News Release

After Trump-Netanyahu Meeting: What Kind of One-State Solution?

Untitled pictureALI ABUNIMAH, aliabunimah [at] mac.com, @AliAbunimah
Abunimah is co-founder of the Electronic Intifada website. His books include One Country: A Bold Proposal to End the Israeli-Palestinian Impasse.

He just wrote the piece “Trump-Netanyahu meeting lays ground for one-state solution,” which states: “U.S. President Donald Trump and Israeli Prime Minister Benjamin Netanyahu held a joint press conference at the White House on Wednesday morning, before going into their much-anticipated bilateral meeting.

“Asked about whether the U.S. was still wedded to a two-state solution, Trump broke with longstanding orthodoxy.

“’I am looking at two states or one state, and I like the one that both parties like,’ the president said. On settlements, Trump reaffirmed to Netanyahu, ‘I’d like to see you hold back on settlements for a little bit.’ …
“Conventional opinion views any Trump abandonment of the two-state solution as capitulation to Israel’s far right wing that is pressuring Netanyahu from within his coalition to annex the West Bank outright.
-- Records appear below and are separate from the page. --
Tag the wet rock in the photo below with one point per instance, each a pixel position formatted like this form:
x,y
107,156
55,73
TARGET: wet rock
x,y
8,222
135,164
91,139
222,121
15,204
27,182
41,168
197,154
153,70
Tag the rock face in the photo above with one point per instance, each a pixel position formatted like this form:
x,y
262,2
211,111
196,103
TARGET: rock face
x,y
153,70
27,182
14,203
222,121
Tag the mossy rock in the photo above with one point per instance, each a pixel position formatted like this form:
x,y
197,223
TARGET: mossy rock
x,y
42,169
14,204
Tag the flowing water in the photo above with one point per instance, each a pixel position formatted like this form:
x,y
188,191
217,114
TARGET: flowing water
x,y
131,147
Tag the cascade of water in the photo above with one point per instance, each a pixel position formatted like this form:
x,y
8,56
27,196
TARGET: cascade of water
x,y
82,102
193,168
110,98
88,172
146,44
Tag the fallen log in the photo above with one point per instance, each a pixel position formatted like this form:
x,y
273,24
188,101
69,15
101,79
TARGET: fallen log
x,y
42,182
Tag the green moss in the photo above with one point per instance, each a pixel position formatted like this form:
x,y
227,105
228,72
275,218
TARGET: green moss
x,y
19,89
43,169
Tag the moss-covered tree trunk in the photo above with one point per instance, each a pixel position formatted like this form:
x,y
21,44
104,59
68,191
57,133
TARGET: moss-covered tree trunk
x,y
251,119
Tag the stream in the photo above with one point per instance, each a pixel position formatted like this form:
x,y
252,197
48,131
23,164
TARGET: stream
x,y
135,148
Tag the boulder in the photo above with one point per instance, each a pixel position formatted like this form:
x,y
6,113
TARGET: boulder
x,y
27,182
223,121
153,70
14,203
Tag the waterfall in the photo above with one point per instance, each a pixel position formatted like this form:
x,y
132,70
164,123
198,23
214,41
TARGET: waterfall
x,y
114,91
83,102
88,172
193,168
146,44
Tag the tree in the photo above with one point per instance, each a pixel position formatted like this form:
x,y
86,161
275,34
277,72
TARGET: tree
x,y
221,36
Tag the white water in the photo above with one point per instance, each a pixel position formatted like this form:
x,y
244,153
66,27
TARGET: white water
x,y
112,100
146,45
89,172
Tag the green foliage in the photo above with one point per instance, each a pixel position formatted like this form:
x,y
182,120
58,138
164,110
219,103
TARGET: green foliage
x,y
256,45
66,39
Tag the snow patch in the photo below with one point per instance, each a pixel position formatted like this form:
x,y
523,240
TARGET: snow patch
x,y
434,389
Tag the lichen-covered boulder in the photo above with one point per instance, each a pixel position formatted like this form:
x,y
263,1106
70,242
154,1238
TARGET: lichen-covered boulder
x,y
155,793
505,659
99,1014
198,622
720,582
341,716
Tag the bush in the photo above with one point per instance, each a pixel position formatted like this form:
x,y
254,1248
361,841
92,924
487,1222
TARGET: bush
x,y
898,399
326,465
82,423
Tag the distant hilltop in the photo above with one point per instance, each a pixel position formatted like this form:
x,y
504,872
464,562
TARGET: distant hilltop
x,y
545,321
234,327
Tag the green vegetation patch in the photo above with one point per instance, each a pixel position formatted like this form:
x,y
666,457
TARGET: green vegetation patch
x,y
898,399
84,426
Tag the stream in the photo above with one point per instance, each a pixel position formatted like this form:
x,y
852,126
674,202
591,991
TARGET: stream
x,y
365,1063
“The annexationists may hope that the Palestinians could eventually be pushed out, or forced to live under some form of Jordanian jurisdiction — the so-called Jordanian option.

“That may even be the motivation of the anti-Palestinian extremists in the Trump administration, but the analysis fails to take into account the growing support amongst Palestinians for a democratic one-state solution.

“Trump has at least acknowledged that Palestinians must agree to the terms of any agreement. And Palestinians will not submit voluntarily to Netanyahu’s conditions.

“Israel could not just annex the West Bank on its own terms. Pressure would escalate — as it did on South Africa — to end openly declared apartheid. Indeed there could be no greater boost to the boycott, divestment and sanctions (BDS) movement.

“Even the Israeli president recognizes this. Speaking at a conference on Monday, Reuven Rivlin argued for annexation of the West Bank, but said it must mean full citizenship for Palestinians.

“‘Applying sovereignty to an area gives citizenship to all those living there,’ Rivlin said. ‘There is no [separate] law for Israelis and for non-Israelis.’

“‘It must be clear: If we extend sovereignty, the law must apply equally to all,’ Rivlin added.” See from The Times of Israel: “Rivlin backs annexation with full rights for Palestinians.”